Gilles Grangier, honnête faiseur du cinéma français de papa, auteur de nombreux films souvent anecdotiques, signe ici l'une de ses plus belles réussites.
"Le sang à la tête" est l'adaptation d'un roman de Georges Simenon ("Le fils Cardinaud"), et Grangier parvient à respecter scrupuleusement l'univers provincial et grisâtre de l'écrivain belge.
Jean Gabin incarne un ancien manutentionnaire du port de La Rochelle, qui à force de travail acharné et d'ambition sans limite, s'est hissé au sommet de l'échelle sociale, au point de co-diriger l'entreprise dont il était simple employé. Toute son existence tourne désormais autour de ses rituels professionnels, excepté le jour du seigneur, qu'il consacre à sa femme et à ses enfants en bas âge.
Mais au cours de l'un de ces sempiternels dimanches confortables et ennuyeux, après la messe et le gigot et avant la promenade ou la séance de cinéma, sa jeune épouse disparaît sans crier gare...
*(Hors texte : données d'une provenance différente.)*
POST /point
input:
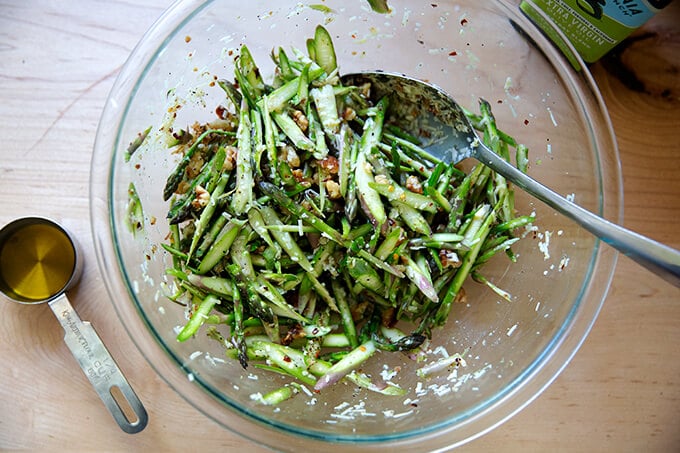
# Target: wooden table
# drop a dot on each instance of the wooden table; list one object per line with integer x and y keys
{"x": 58, "y": 61}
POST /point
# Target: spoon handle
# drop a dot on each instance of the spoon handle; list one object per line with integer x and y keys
{"x": 100, "y": 368}
{"x": 658, "y": 258}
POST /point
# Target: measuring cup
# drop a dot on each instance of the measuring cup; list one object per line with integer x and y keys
{"x": 39, "y": 262}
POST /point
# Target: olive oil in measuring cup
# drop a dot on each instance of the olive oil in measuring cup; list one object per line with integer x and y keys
{"x": 39, "y": 263}
{"x": 36, "y": 261}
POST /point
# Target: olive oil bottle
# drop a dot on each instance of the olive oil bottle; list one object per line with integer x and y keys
{"x": 594, "y": 27}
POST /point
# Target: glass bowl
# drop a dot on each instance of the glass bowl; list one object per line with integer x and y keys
{"x": 472, "y": 49}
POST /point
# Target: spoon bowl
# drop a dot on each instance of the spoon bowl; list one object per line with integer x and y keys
{"x": 451, "y": 138}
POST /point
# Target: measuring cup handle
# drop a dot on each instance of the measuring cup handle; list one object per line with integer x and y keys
{"x": 100, "y": 368}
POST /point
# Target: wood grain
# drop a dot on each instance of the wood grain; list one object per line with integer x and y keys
{"x": 59, "y": 59}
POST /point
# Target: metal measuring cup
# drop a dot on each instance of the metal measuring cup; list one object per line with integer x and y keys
{"x": 39, "y": 262}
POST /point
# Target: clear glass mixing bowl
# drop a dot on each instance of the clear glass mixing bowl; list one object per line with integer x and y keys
{"x": 472, "y": 49}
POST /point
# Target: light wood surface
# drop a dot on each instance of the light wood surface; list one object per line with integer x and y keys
{"x": 58, "y": 60}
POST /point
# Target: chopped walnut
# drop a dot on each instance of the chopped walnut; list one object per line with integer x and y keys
{"x": 333, "y": 189}
{"x": 195, "y": 165}
{"x": 202, "y": 198}
{"x": 381, "y": 179}
{"x": 413, "y": 184}
{"x": 183, "y": 187}
{"x": 330, "y": 164}
{"x": 300, "y": 177}
{"x": 349, "y": 114}
{"x": 449, "y": 258}
{"x": 291, "y": 157}
{"x": 301, "y": 120}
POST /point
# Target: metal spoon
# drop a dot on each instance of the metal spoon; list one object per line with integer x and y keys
{"x": 460, "y": 142}
{"x": 39, "y": 262}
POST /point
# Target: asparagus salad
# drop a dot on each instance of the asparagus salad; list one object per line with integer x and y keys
{"x": 309, "y": 231}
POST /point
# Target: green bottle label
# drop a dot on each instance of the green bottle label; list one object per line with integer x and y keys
{"x": 595, "y": 26}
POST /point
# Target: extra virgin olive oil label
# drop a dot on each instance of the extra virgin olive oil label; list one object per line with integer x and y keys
{"x": 595, "y": 26}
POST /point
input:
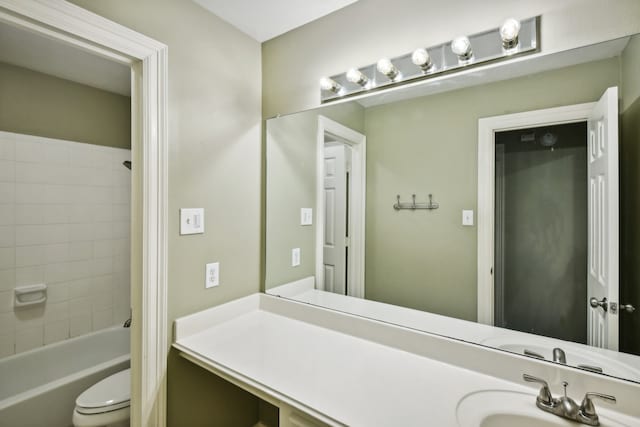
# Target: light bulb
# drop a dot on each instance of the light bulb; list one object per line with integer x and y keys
{"x": 461, "y": 46}
{"x": 329, "y": 85}
{"x": 386, "y": 67}
{"x": 355, "y": 76}
{"x": 509, "y": 33}
{"x": 421, "y": 58}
En quelques scènes parfaitement troussées, Grangier installe non seulement le décor (très beaux extérieurs du port de La Rochelle) et les protagonistes, mais aussi une atmosphère proche de Simenon et des rapports complexes entre chaque personnage - notamment les relations pleines d'aigreur qu'entretient Gabin avec son milieu de naissance.
Si le scénario reste assez linéaire, avec un dénouement trop poli pour être honnête, on prend plaisir à voir évoluer ce petit univers provincial, parfaitement dialogué par Michel Audiard, où chacun se démène pour améliorer son sort, avec ses propres armes et en fonction de sa morale personnelle (élastique le plus souvent, voire complètement absente...).
A l'arrivée, un vrai bon film trop méconnu, dans lequel on croise divers seconds rôles emblématiques de cette période, tels que Paul Frankeur, Henri Crémieux, Renée Faure, Florelle, ou encore l'inénarrable Georgette Anys dans la peau de la poissonnière Titine.